Laura y Petrarca
El acto de mirar a Laura es el otro elemento con el que Petrarca construye su mundo alegórico, pues la epifanía nace del deslumbramiento que nos produce la contemplación del ser amado.

Especial para Ideas de Babel. Releo una bella edición de Le Rime, de Petrarca, publicada por Casa Editricce Marzocco, Florencia, 1937, al cuidado de Benedetto Brugioni, quien las seleccionó del Canzionere. Impresionado por la lectura y las sabias notas de Brugioni, vuelco algo aquí. Las Rimas están impregnadas por el sonido de esos suspiros que arden en el corazón del poeta: recuerdos, visiones, sueños, lamentos y remordimientos.

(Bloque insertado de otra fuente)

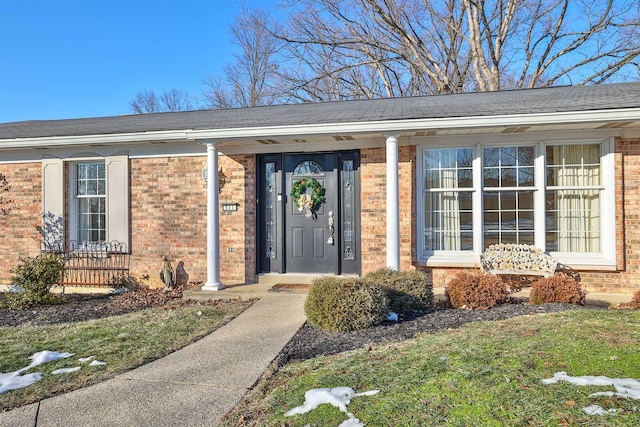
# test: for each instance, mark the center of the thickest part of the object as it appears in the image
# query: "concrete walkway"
(194, 386)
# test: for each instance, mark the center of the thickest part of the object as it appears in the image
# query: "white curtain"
(578, 208)
(450, 206)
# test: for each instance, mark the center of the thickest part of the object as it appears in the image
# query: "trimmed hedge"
(34, 277)
(476, 291)
(343, 305)
(407, 291)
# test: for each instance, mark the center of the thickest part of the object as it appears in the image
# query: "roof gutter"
(389, 126)
(381, 126)
(60, 141)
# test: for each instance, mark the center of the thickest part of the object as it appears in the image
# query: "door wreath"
(307, 203)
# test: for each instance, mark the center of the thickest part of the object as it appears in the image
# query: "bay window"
(557, 196)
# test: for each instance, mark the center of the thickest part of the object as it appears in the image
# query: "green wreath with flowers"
(307, 203)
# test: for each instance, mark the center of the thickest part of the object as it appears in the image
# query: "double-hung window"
(85, 199)
(90, 202)
(558, 196)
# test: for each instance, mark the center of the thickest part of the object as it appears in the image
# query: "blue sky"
(67, 58)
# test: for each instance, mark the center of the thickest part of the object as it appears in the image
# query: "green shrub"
(476, 291)
(344, 305)
(559, 288)
(406, 290)
(635, 301)
(34, 278)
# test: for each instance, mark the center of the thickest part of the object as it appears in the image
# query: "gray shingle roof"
(547, 100)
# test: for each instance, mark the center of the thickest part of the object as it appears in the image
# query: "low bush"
(635, 301)
(559, 288)
(344, 305)
(476, 291)
(33, 278)
(406, 290)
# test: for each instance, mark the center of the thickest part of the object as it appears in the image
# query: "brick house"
(422, 182)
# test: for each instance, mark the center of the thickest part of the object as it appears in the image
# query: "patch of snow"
(351, 422)
(14, 381)
(627, 388)
(598, 410)
(338, 397)
(46, 356)
(65, 370)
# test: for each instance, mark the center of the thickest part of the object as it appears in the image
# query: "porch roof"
(378, 115)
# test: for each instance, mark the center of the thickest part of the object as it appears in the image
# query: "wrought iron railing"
(93, 263)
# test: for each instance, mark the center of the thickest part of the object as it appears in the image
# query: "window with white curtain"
(507, 197)
(558, 196)
(448, 183)
(90, 206)
(573, 198)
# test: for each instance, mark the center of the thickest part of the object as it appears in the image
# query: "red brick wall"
(18, 229)
(627, 278)
(373, 202)
(169, 217)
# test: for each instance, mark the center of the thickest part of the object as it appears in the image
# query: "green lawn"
(123, 342)
(483, 374)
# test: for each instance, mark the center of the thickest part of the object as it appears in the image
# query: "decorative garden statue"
(167, 275)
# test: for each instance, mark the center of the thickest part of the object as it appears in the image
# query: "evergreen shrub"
(343, 305)
(406, 290)
(34, 278)
(635, 301)
(559, 288)
(476, 291)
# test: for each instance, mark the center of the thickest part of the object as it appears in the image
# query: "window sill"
(585, 262)
(579, 262)
(451, 259)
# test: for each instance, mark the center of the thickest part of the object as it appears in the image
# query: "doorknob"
(331, 228)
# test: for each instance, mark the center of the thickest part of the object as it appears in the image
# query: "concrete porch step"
(288, 278)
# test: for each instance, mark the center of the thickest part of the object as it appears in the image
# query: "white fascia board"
(61, 141)
(386, 126)
(382, 126)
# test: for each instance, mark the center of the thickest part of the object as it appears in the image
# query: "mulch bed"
(310, 342)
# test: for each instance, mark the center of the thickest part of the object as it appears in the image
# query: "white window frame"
(74, 203)
(604, 260)
(116, 188)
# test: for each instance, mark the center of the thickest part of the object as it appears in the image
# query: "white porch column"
(393, 204)
(213, 222)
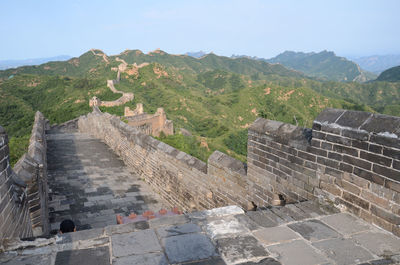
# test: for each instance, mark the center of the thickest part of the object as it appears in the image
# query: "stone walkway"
(89, 184)
(301, 234)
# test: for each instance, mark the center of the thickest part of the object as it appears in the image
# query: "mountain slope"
(323, 65)
(378, 63)
(215, 97)
(390, 75)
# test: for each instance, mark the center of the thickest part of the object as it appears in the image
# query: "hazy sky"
(263, 28)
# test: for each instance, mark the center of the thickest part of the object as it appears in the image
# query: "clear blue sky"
(264, 28)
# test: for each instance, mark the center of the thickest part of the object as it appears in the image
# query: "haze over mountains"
(5, 64)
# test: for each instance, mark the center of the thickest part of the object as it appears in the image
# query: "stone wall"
(23, 192)
(179, 178)
(352, 160)
(152, 124)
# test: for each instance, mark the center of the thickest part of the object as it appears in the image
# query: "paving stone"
(175, 230)
(240, 249)
(80, 235)
(343, 251)
(126, 228)
(210, 261)
(85, 176)
(345, 223)
(314, 230)
(188, 247)
(274, 235)
(310, 208)
(261, 219)
(272, 216)
(140, 242)
(247, 222)
(282, 213)
(91, 256)
(297, 252)
(300, 213)
(217, 212)
(379, 243)
(224, 227)
(145, 259)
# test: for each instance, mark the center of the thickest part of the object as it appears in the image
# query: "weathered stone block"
(376, 158)
(388, 216)
(313, 230)
(139, 242)
(368, 175)
(343, 251)
(188, 247)
(240, 249)
(92, 256)
(357, 162)
(393, 153)
(355, 200)
(297, 252)
(346, 224)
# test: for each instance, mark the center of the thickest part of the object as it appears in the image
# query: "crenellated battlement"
(24, 191)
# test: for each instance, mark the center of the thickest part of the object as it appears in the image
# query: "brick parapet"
(14, 207)
(343, 160)
(26, 188)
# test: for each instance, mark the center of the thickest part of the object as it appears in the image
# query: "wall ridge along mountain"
(126, 97)
(24, 190)
(357, 169)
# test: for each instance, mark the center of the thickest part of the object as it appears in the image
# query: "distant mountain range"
(5, 64)
(214, 97)
(325, 65)
(377, 63)
(390, 75)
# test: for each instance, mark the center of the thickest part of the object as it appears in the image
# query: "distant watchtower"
(94, 101)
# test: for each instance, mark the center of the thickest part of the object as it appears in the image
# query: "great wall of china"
(348, 162)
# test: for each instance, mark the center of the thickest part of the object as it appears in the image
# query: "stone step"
(222, 236)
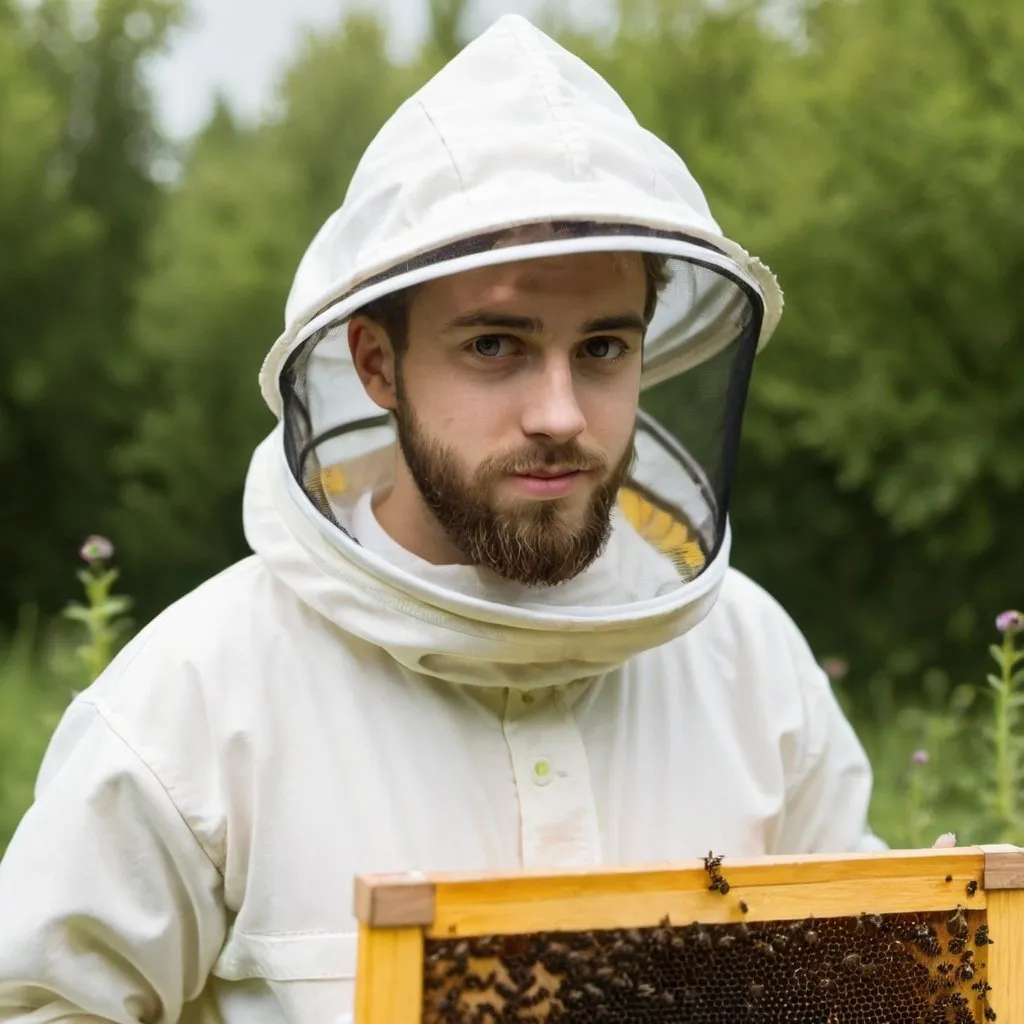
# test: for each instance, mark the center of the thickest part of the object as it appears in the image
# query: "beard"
(534, 543)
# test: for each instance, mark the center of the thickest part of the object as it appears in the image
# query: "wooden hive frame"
(398, 913)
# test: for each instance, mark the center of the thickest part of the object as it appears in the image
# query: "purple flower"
(96, 550)
(1010, 622)
(835, 668)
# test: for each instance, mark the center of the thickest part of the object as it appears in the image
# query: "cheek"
(610, 413)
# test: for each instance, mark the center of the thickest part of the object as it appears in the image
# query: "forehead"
(615, 279)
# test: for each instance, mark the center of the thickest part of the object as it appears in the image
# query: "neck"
(404, 517)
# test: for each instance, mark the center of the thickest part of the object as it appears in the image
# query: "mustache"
(570, 458)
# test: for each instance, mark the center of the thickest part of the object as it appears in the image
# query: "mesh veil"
(698, 350)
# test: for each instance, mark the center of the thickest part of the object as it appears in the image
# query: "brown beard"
(529, 542)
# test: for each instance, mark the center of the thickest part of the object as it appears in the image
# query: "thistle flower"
(835, 668)
(96, 550)
(1010, 622)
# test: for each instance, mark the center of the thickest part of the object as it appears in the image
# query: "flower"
(835, 668)
(96, 550)
(1010, 622)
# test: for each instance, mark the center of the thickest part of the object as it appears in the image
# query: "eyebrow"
(481, 317)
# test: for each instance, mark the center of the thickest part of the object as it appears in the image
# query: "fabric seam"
(153, 773)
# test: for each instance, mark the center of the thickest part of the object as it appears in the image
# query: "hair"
(391, 311)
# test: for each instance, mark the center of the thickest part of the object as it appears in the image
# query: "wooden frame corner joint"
(403, 900)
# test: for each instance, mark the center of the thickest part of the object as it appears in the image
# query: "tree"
(221, 262)
(76, 201)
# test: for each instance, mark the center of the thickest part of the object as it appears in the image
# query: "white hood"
(514, 130)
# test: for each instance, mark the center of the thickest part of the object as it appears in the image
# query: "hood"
(515, 131)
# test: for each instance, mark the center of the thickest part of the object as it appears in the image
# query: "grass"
(949, 761)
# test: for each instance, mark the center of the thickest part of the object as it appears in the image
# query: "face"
(515, 398)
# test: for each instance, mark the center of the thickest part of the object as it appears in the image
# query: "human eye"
(493, 345)
(604, 348)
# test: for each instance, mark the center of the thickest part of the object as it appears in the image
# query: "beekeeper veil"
(517, 150)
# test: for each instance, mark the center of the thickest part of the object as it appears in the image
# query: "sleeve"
(110, 907)
(828, 797)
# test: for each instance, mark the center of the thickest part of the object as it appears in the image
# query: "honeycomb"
(898, 969)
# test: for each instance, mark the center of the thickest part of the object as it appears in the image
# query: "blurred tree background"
(871, 153)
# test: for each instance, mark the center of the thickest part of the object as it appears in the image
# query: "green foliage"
(34, 691)
(76, 205)
(869, 151)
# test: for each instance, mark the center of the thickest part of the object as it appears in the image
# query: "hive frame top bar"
(759, 889)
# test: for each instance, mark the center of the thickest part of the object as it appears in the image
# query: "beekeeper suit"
(339, 704)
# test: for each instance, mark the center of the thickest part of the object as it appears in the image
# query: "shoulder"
(219, 631)
(748, 615)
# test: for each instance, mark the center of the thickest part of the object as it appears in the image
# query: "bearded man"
(489, 620)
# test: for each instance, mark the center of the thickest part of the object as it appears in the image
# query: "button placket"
(558, 816)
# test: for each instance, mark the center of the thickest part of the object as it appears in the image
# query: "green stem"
(1005, 767)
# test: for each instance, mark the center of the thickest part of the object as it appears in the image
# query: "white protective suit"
(333, 705)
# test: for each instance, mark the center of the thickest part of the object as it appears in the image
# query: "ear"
(373, 357)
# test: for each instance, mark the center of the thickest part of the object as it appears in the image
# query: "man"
(489, 620)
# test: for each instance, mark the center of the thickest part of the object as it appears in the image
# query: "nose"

Resumen la dolorosa historia de un amor soñado y atormentado, que duró toda su vida,  reducida a su latido más íntimo y más sentido, el trabajo constante del poeta, y que se expresa en esa  calma y esa onda musical cálida, que es una de las características más singulares de la poesía de Petrarca. La voz que se levanta de esta lucha interior son ecos de una suave melancolía que rezuma toda Le Rime, y culmina en la segunda parte —con la muerte de su amada Laura— en la cual la hermosa muchacha de Avignon, es transfigurada en una dulce y suave figura de ensueño. Y contemplada y cantada con sencilla intimidad. El poeta toscano, dolorido, calla los importantes hechos ocurridos mientras vivía la bella mujer.

El acto de mirar a Laura es el otro elemento con el que Petrarca construye su mundo alegórico, pues la epifanía nace del deslumbramiento que nos produce la contemplación del ser amado. Como si se tratara de un abrir los ojos por vez primera, la mirada crea el mundo, lo ilumina y lo hace latente. El canto que da vida, es decir, la poiesis, emerge de los ojos: «Si Virgilio y Homero hubiesen visto / aquel sol que yo veo con mis ojos, / todas sus fuerzas para darle fama / habrían puesto, mezclando los estilos.» Existe un desbordamiento tan intenso que un estilo sería insuficiente para expresar esa belleza rodeada de misterio.

Ese instante amoroso de mirar que nos lleva a la contemplación estética es doble, ya que la mirada captura pero también es capturada. Por ello, el lance amoroso se representa como un intercambio de miradas para contemplar y al mismo tiempo estar en el mundo del otro. Aquel 6 de abril de 1327 dará pie al poema III del Cancionero que nos situará en este juego de la mirada: «Era el día en que al sol se le nublaron / por la piedad de su hacedor los rayos, / cuando fui prisionero sin guardarme, / pues me ataron, señora, vuestros ojos». El poeta marca el contraste entre la pérdida de la visión ante la oscuridad del día por la muerte de Cristo con la iluminación por la presencia de Laura.

Por otra parte, la mirada de la mujer querida nos aparta del mundo y de nosotros mismos: «Los ojos que cantara ardientemente, / y los brazos, las manos, pies y rostro, / que tanto me apartan de los otros». El sentimiento amoroso es soledad, ausencia de los demás e incluso de nosotros. La captura nos abstrae y nos confronta con nuestra verdadera existencia. Recordemos que para Petrarca el sentimiento amoroso es una forma de la trascendencia y por lo tanto liberación.

La ausencia de uno mismo se une a la virtud de Laura que puede observarse a partir de la templanza aristotélica para formar todo un espectro de misticismo. El equilibrio entre belleza y castidad nos coloca en el lugar del aura de lo sagrado debido a la tensión construida por el deseo de prohibición y de trasgresión: «Dos grandes enemigos se juntaron, / Belleza y Castidad, con paz tan grande / que nunca rebelión sintió aquel alma / después de que consigo fuesen juntas… La templanza también flota: La flor antigua de armas y virtudes / ¡qué estrella tan igual tuvo con esta / nueva flor de recato y de belleza!» La descripción de la amada como una flor de armas y virtudes se asemeja paralelamente a la flecha que hiere y la red que cautiva por sus bondades. Desde aquel día, la mirada de Laura nos conmueve tan certeramente por representar esa flor extraña, imposible y fulminante del deseo y del recato.

Si Laura no hubiese caído, el Cancionere jamás hubiera alcanzado la sensible y divina belleza del sueño, porque la muerte de la amada criatura genera en el corazón del amante una tristeza lánguida y delgada, un dolor lento, penoso y duradero.